Lack of air flow causing the limit switch to trip. That is a reverse flow furnace I believe. If it is sitting on top of a A/C coil then that coil may be dirty and slowing down the airflow. Make sure you do not use one of those very tight 3M filters as they slow down the air too much. Make sure ALL your vents are open and clean. A MERV 7 or 8 filter from HDepot is good enough and change it MONTHLY or pay more for gas/stress the furnace.


----------



## s6skuzy01 (Oct 12, 2008)

Thanks, we went to the cheaper filters after the first call out to the HVAC mechanic. We're gonna him him another call tomorrow and see, but it seems like once the filter is changed the problem goes away till the next time it gets dirty. Seems the filter fixes the issue but not for long. Could the ac coil still cause that?

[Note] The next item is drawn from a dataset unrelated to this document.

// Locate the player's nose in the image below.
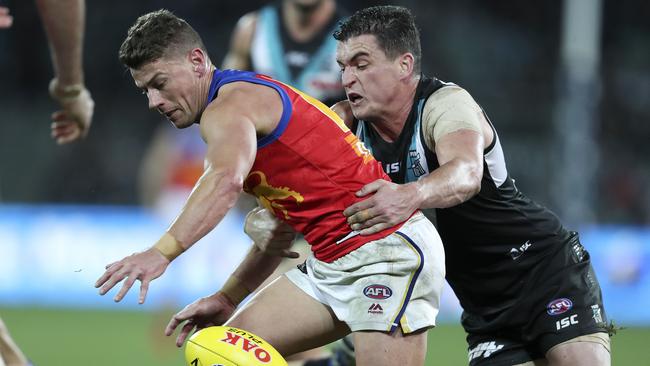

All vents are open and unblocked also...


----------



## yuri (Nov 29, 2008)

YES. Just like a blocked radiator causes your car to overheat.


----------



## s6skuzy01 (Oct 12, 2008)

Just checked the AC coil and there was very little dust on it...


----------



## yuri (Nov 29, 2008)

Get your tech to check the temp rise thru the unit and see if it is within the specs on the rating plate. He can also do a meter clock test with the gas meter to make sure it is not overfired or check the manifold pressure with a manometer. If this is all foreign to him then you need a more experienced tech.

Good Luck


----------



## s6skuzy01 (Oct 12, 2008)

*Tech is here*

Did a temp rise test and found:

Without filter - 130
With old filter - 155 and temp sensor tripped

He adjusted the gas and the temp range was withing specs. When they replaced the limit switch, they put one in that allowed for a larger temp range, so they didnt think that was the issue. Also said to use a different filter. Our current filter is a MERV 6.

We'll see if this fixes it...


----------



## beenthere (Oct 11, 2008)

The temp rise is 155°, or the discharge air temp is 155°.

If the rise(difference between return air temp, and discharge air temp) is 130 or 155, something is still majorly wrong.

You want the proper rated limit switch.
And teh problem corrected, not covered up with an unsafe band aid.


----------



## s6skuzy01 (Oct 12, 2008)

Sorry, the discharge temp was 155...


----------



## beenthere (Oct 11, 2008)

If the return temp was 70, that still gives you an 85° rise.
Too much for many furnaces.
Your furnace will have am allowable temp rise rating inside the burner panel.
Look at it, and see what its limits are.

If 85 is above its limit. Then its not fixed right.
And will have a shortened life span.

PS: An A/C coil can look clean on the surface, but be dirty in between the fins, and restrict air flow.


----------